White does not dispute that the firetruck was responding to an emergency when the accident happened. He instead tries to sidestep the emergency exception by arguing that the negligence that caused his injuries—the negligent stowing or securing of the hose—preceded the emergency and that his claim therefore does not arise from the actions of the firefighters while responding to the emergency call. See TEX. CIV. PRAC. & REM. CODE § 101.055(2) (providing that governmental immunity is not waived with respect to claims "arising ... from the action of an employee while responding to an emergency call or reacting to an emergency situation").
The fatal flaw in White's argument is that the mere act of stowing the hose in the firetruck was not contemporaneous with the accident or his alleged injuries and therefore does not qualify for the waiver of immunity for a condition or use of tangible personal property in the first place. To qualify for the waiver pertaining to a condition or use of property, White must allege that he was injured while the firefighters used the hose. SeeAnnab , 547 S.W.3d at 613. Assuming for the sake of argument that stowage alone could constitute use of the hose, White does not allege he was injured when the firefighters stowed the firehose. The evidence is not definitive as to exactly when the hose was stowed in the truck, but it is undisputed that firefighters did so well before the truck departed the station—either earlier in the morning or on a prior shift. It was only the later transport of the stowed hose while responding to a house fire—and the hose's dislodgment en route—that coincided with the accident and White's injuries. Thus, White's claim necessarily arises from the firefighters' transport of the allegedly negligently stowed hose while responding to the emergency call, which makes the exception applicable. Because there is not a fact issue as to whether the firefighters were responding to an emergency when the accident happened, and there is no evidence that the firefighters were aware the hose had become dislodged but did not care about the danger this posed to motorists, the emergency exception is applicable as a matter of law. SeeHartman , 201 S.W.3d at 672–73 (applying exception as matter of law when evidence showed city was responding to emergency and there was no allegation that city had violated law or ordinance or did not care what happened to motorists).

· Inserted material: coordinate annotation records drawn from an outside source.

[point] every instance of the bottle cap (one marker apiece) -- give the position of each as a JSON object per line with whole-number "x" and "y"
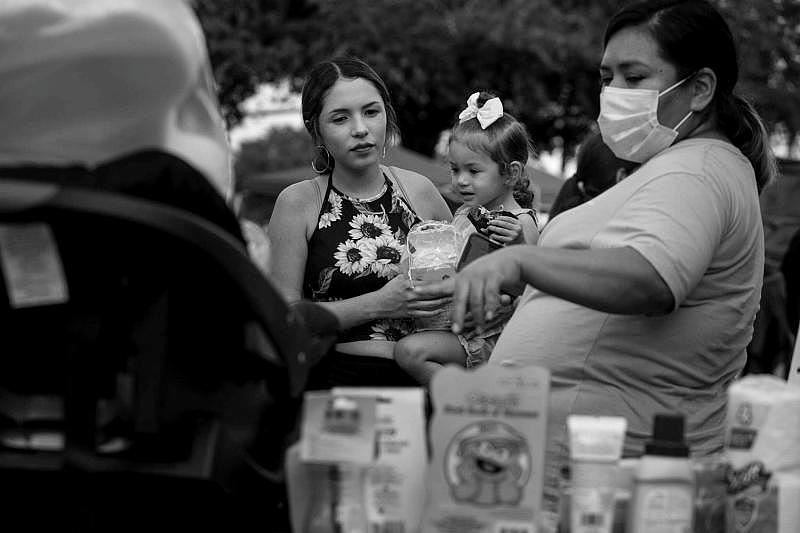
{"x": 668, "y": 437}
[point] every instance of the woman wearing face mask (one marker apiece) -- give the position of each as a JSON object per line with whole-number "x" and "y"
{"x": 643, "y": 300}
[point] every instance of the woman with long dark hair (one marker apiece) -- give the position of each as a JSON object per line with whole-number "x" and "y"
{"x": 643, "y": 301}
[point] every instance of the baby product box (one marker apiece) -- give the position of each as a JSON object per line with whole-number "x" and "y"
{"x": 488, "y": 437}
{"x": 394, "y": 483}
{"x": 433, "y": 249}
{"x": 762, "y": 443}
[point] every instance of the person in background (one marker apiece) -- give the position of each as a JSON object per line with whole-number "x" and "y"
{"x": 643, "y": 301}
{"x": 488, "y": 150}
{"x": 339, "y": 238}
{"x": 597, "y": 169}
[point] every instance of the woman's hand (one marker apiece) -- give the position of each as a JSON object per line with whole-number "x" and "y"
{"x": 506, "y": 230}
{"x": 479, "y": 286}
{"x": 398, "y": 299}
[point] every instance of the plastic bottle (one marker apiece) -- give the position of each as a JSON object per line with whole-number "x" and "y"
{"x": 663, "y": 490}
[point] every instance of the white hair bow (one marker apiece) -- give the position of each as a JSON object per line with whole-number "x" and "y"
{"x": 486, "y": 114}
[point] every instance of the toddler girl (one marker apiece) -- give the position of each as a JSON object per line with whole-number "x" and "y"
{"x": 488, "y": 150}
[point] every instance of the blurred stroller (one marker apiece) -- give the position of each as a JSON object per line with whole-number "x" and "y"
{"x": 150, "y": 374}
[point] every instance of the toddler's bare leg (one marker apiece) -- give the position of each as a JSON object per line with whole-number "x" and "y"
{"x": 423, "y": 354}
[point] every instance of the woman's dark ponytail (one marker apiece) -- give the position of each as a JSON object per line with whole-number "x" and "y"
{"x": 740, "y": 122}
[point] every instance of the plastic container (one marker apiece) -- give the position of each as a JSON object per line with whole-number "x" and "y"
{"x": 433, "y": 249}
{"x": 663, "y": 485}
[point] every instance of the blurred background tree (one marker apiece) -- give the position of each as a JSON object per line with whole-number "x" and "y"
{"x": 540, "y": 56}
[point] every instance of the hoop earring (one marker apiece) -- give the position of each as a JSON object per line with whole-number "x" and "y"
{"x": 328, "y": 159}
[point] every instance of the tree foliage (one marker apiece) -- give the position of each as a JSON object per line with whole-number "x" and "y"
{"x": 540, "y": 56}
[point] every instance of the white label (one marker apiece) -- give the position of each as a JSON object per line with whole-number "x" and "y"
{"x": 794, "y": 372}
{"x": 31, "y": 265}
{"x": 663, "y": 509}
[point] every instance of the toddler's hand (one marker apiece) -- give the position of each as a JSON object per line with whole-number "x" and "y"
{"x": 506, "y": 230}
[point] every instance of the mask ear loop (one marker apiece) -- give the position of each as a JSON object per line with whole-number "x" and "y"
{"x": 677, "y": 84}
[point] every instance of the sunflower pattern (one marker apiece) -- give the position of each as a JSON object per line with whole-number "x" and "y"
{"x": 357, "y": 247}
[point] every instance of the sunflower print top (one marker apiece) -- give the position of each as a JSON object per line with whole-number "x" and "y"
{"x": 355, "y": 249}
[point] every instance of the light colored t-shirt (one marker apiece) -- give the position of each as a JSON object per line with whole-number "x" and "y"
{"x": 692, "y": 211}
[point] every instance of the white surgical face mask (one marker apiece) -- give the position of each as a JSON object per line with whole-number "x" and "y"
{"x": 629, "y": 122}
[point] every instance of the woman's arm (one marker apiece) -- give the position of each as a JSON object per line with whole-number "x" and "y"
{"x": 290, "y": 227}
{"x": 613, "y": 280}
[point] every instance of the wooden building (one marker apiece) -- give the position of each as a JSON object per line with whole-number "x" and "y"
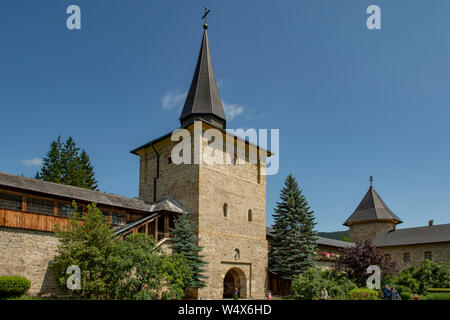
{"x": 30, "y": 209}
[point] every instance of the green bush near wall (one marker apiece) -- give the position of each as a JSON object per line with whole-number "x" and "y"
{"x": 13, "y": 286}
{"x": 363, "y": 294}
{"x": 437, "y": 296}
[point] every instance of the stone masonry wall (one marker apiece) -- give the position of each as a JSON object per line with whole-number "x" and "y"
{"x": 27, "y": 253}
{"x": 203, "y": 190}
{"x": 369, "y": 230}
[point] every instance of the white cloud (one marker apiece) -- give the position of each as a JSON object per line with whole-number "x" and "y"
{"x": 32, "y": 162}
{"x": 232, "y": 110}
{"x": 170, "y": 100}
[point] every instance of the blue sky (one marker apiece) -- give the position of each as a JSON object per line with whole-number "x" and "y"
{"x": 349, "y": 102}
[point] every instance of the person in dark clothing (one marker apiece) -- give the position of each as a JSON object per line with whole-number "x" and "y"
{"x": 394, "y": 294}
{"x": 236, "y": 293}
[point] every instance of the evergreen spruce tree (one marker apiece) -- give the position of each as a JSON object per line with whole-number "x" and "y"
{"x": 185, "y": 243}
{"x": 294, "y": 245}
{"x": 52, "y": 166}
{"x": 66, "y": 165}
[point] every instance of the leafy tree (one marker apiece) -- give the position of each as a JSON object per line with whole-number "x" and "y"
{"x": 294, "y": 247}
{"x": 88, "y": 174}
{"x": 428, "y": 275}
{"x": 143, "y": 271}
{"x": 88, "y": 243}
{"x": 133, "y": 268}
{"x": 65, "y": 164}
{"x": 355, "y": 260}
{"x": 52, "y": 166}
{"x": 185, "y": 243}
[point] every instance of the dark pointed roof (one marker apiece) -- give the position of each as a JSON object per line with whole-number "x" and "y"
{"x": 372, "y": 208}
{"x": 203, "y": 100}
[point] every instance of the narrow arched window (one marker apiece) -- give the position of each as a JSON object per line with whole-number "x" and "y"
{"x": 225, "y": 210}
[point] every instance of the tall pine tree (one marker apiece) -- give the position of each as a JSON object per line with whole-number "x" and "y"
{"x": 185, "y": 242}
{"x": 88, "y": 177}
{"x": 294, "y": 245}
{"x": 66, "y": 165}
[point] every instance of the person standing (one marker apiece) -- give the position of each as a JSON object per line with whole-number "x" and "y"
{"x": 236, "y": 293}
{"x": 386, "y": 292}
{"x": 324, "y": 294}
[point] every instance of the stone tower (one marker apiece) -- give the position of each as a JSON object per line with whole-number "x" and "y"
{"x": 371, "y": 218}
{"x": 227, "y": 201}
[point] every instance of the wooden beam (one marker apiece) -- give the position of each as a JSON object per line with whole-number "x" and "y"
{"x": 156, "y": 229}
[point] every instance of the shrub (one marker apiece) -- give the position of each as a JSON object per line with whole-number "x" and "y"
{"x": 405, "y": 295}
{"x": 309, "y": 284}
{"x": 13, "y": 286}
{"x": 433, "y": 290}
{"x": 437, "y": 296}
{"x": 363, "y": 294}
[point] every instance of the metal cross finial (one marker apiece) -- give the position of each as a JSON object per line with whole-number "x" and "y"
{"x": 205, "y": 14}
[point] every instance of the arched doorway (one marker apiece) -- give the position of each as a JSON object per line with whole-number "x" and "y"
{"x": 235, "y": 277}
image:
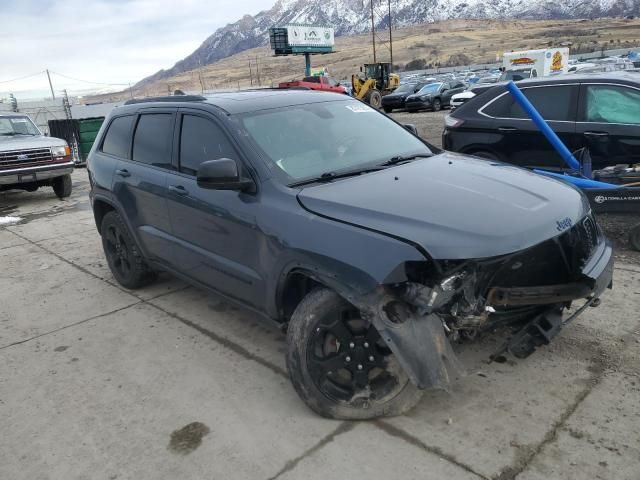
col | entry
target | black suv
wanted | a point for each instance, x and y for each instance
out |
(597, 111)
(373, 248)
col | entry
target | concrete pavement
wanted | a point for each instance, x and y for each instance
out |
(95, 379)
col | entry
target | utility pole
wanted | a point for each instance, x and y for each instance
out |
(390, 38)
(53, 95)
(373, 32)
(66, 105)
(258, 72)
(200, 76)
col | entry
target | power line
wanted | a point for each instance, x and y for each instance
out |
(22, 78)
(89, 81)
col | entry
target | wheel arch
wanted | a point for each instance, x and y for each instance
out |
(103, 205)
(100, 208)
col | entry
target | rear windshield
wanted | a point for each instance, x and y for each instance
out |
(304, 141)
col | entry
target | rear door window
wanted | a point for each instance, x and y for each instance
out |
(201, 140)
(117, 140)
(612, 104)
(153, 139)
(553, 103)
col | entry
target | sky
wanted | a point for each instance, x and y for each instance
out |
(103, 41)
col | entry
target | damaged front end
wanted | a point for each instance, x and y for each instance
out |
(444, 301)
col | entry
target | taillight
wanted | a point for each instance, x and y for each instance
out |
(452, 122)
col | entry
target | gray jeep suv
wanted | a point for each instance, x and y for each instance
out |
(373, 249)
(29, 159)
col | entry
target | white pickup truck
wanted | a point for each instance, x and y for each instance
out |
(29, 159)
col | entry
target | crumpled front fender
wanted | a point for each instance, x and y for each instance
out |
(419, 342)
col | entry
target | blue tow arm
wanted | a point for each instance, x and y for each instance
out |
(556, 143)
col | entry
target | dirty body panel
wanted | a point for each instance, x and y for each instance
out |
(505, 255)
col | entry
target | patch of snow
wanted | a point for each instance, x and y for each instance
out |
(9, 220)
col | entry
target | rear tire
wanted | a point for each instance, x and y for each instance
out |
(327, 346)
(374, 98)
(124, 259)
(62, 186)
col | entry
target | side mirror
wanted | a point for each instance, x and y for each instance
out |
(222, 174)
(411, 127)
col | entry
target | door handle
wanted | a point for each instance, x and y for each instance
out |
(178, 190)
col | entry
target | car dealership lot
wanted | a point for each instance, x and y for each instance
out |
(100, 382)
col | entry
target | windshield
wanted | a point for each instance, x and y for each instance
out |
(431, 88)
(18, 125)
(304, 141)
(406, 88)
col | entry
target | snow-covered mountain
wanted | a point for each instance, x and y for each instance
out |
(354, 16)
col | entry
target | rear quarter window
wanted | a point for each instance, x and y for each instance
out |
(153, 139)
(118, 137)
(612, 104)
(553, 103)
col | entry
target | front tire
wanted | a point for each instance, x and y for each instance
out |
(339, 365)
(62, 186)
(124, 259)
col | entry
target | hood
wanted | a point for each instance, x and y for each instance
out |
(24, 142)
(396, 95)
(453, 206)
(467, 94)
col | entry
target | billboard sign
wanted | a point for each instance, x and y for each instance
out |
(309, 36)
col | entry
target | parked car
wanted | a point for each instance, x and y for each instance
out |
(396, 99)
(320, 82)
(483, 84)
(30, 160)
(433, 96)
(326, 216)
(597, 111)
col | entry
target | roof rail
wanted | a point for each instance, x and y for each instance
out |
(171, 98)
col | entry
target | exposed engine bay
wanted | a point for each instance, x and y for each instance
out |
(454, 301)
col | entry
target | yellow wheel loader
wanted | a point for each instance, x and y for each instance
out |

In other words, White's emergency-exception argument is self-defeating because it contradicts the very basis on which he seeks to invoke the Tort Claims Act's waiver of immunity for injuries caused by a condition or use of property. White cannot contend both that the fire department's use of the hose while responding to an emergency was contemporaneous with the accident that caused his injuries for purposes of the waiver of immunity but that his negligence claim actually arises from an altogether different action taken by the firefighters before responding to the emergency when assessing whether the emergency exception negates the waiver.
We hold that the emergency exception to the Tort Claims Act's waiver of governmental immunity applies to White's claim. Thus, the trial court did not err in granting the City's jurisdictional plea based on governmental immunity.
Because the City is immune from suit based on the emergency exception, we need not address the parties' disputes about whether the individual firefighters have official immunity and whether this also defeats White's suit against the City.
CONCLUSION
We affirm the trial court's judgment.